ありふれた不治の病
sui
ありふれた不治の病
好き。
好き。好き。好き。
好き。
好き。好き。
降って現れた訳じゃない。
多分、ごくありふれた世界の中の一人。
ずっとそこにいて、それを知っていて、当たり前だとも思っていて、ただ姿を見て、声を聞いて、楽しくなっていただけで。
なのに突然、どうしようもなくなってしまった。
ある朝は目覚めた瞬間からあの人の事を考えていた。
とても幸せな気分になれた。一日が楽しくて仕方がなかった。
ある夜は手を繋ぐ夢を見た。
その手は一体どんな感触だったろう。温かいのか、冷たいのか。柔らかいのか、固いのか。
一度触れた筈の手の感触が思い出せない。
ある朝は声を聞きながら歩いた。
まるで傍に居てくれているようで、夢の中にいるみたいだった。
ある夜はその人といる事を想像した。
一緒に道を歩いたらどうだろう。自分となら、どういう風に歩いてくれるだろう。
決して完璧な人じゃない。
そんなのはどうしたって分かってしまう。だってこんなにも見ているのだから。
きっと知らない部分には悪い所が沢山隠れている。すぐに想像出来てしまう、だってこんなにも考えているのだから。
悪い所すら許せる自分は、あの人に相応しい。こんな風に考えられる人はきっと多くない筈。
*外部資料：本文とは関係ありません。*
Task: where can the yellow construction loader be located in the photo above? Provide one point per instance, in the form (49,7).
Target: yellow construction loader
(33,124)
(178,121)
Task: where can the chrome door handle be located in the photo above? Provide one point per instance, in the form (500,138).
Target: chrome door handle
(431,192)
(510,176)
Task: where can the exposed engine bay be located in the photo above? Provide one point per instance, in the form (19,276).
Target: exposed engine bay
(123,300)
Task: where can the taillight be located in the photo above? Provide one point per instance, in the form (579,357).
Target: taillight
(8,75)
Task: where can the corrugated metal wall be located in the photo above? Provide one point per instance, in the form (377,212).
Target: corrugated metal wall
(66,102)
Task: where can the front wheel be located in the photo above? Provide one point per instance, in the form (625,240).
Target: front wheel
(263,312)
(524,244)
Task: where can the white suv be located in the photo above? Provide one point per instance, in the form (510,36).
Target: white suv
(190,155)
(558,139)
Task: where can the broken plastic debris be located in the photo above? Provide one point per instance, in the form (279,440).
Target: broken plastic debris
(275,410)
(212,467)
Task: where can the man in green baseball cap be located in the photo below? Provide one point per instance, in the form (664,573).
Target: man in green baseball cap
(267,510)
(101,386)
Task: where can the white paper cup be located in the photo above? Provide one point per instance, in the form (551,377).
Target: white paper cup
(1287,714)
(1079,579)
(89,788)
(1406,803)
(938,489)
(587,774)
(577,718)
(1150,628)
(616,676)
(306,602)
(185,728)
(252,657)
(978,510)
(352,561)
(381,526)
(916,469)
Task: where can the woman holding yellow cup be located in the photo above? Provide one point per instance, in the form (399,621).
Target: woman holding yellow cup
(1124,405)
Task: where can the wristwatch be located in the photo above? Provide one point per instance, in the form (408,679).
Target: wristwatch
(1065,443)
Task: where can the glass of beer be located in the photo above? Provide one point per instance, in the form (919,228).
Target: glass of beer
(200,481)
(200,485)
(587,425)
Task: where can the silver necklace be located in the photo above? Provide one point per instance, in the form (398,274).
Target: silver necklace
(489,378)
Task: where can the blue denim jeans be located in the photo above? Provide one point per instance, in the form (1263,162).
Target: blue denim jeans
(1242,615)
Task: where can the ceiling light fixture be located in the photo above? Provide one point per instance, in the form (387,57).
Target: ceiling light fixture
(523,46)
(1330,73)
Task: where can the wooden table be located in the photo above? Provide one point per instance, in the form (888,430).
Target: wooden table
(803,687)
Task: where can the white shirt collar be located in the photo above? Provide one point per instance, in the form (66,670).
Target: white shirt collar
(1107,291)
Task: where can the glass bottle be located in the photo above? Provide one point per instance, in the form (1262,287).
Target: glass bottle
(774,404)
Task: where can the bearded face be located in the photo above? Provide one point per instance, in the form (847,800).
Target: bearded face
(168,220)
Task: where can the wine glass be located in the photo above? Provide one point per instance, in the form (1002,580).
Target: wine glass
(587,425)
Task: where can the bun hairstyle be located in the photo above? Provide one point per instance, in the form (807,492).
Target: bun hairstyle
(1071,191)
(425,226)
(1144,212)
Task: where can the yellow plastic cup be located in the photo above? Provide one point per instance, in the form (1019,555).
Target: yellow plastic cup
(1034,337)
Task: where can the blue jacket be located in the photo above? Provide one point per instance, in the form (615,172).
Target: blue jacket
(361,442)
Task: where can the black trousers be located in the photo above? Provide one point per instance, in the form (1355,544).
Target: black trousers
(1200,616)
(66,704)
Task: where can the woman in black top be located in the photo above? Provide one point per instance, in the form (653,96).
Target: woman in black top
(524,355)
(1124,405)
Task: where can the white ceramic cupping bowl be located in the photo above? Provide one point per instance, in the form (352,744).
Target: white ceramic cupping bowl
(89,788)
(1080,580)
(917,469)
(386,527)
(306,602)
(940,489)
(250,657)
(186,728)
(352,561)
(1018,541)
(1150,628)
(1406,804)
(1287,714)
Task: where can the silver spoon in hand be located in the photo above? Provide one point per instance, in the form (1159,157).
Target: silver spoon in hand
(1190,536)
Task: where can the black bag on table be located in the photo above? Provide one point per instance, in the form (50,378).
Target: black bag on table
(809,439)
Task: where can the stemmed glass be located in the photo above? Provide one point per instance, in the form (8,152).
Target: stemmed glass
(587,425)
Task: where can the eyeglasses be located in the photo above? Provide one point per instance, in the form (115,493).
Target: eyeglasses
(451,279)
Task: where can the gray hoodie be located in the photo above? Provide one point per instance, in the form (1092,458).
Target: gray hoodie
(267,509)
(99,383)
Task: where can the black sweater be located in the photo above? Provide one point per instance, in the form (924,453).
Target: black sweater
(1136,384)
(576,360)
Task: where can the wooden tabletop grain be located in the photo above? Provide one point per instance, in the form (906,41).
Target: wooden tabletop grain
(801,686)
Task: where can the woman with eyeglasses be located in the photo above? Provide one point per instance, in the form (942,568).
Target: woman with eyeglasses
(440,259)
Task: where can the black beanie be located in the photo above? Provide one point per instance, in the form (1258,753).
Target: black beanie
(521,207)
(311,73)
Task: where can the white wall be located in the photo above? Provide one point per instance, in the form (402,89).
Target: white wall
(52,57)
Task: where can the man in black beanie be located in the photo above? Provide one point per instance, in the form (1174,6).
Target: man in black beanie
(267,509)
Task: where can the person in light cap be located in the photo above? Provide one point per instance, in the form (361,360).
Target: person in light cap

もしも一緒にいられたなら、助けてあげよう。そうしたらいつか、もっと素敵になっていくかもしれない。
その言葉が、振る舞いが、まるで自分の為のように見えてくる。
ほんの少しでも共通点があると嬉しくて仕方がなくなってしまう。自分の事を知ってくれている、そんな風に思えてくる。
誰かが傍に居る、そんな話で胸が痛む。
どうして私じゃないんだろう。仕方がないよね、仕事だから。お願い止めて、見たくない。その人は全然似合わない。
一喜一憂が止まらない。
あの人の行った場所、読んだ本、食べた物、好きな物。
本当は趣味じゃなかったけれど、好きだと言うからやれる限りに追いかけて、一生懸命良い所を探した。同じ物を好きになれない罪悪感で圧し潰されそう。
食事を摂る?何を食べたら良いのか分からない。だってそこにあの人はいないから。
欲しい物?何を買ったら良いのか分からない。だってそこにあの人の姿は見えないから。
ただどうしようもなく眠い。けれども目を瞑ってしまったらあの人が見えなくなってしまう。その間に消えてしまったらと思うと急に怖くて眠れなくなる。
誰に何を言われても、どうにもならない。薄々分かる。
止められるのはきっと自分だけ。
ああ、なのに。
なのに。
好き。
好き。好き。好き。
好き。
好き。好き。
すき。
す
き。
す き。
すき?
「恋した方が馬鹿なのさ」
恋させた方がそう笑う。
お前は知らないのだろう。
何にも手がつかなくなるこの疲労感。
些細な偶然にさえ繋がりを見出してしまう心細さ。
吐き気を催すようなこの痛み。
思い詰めてみても何にもならない絶望感。
こちらを向いてくれと何度願ったか。叶わず何度溜息を零したか。
何を口にしても記憶に残らず、何を見ても意識に残らず、罪悪感ばかりに苛まれ、消耗し過ぎて地べたを這いつくばるだけの日々。
頭の中から自分の姿が消えてしまった。お前ばかりがそこにいる。
世間が悪いのではない、お前が悪い訳ではない。おかしいのは自分なのだと繰り返し言い聞かせ、別の快楽に身を埋めて、見えない聞こえない知らないと繰り返す。そしてその度に蝕まれている現実を知る。
声等出ない、息さえ止まりかけている。自分の居場所が分からない。何かに縋らなければ立てもしない。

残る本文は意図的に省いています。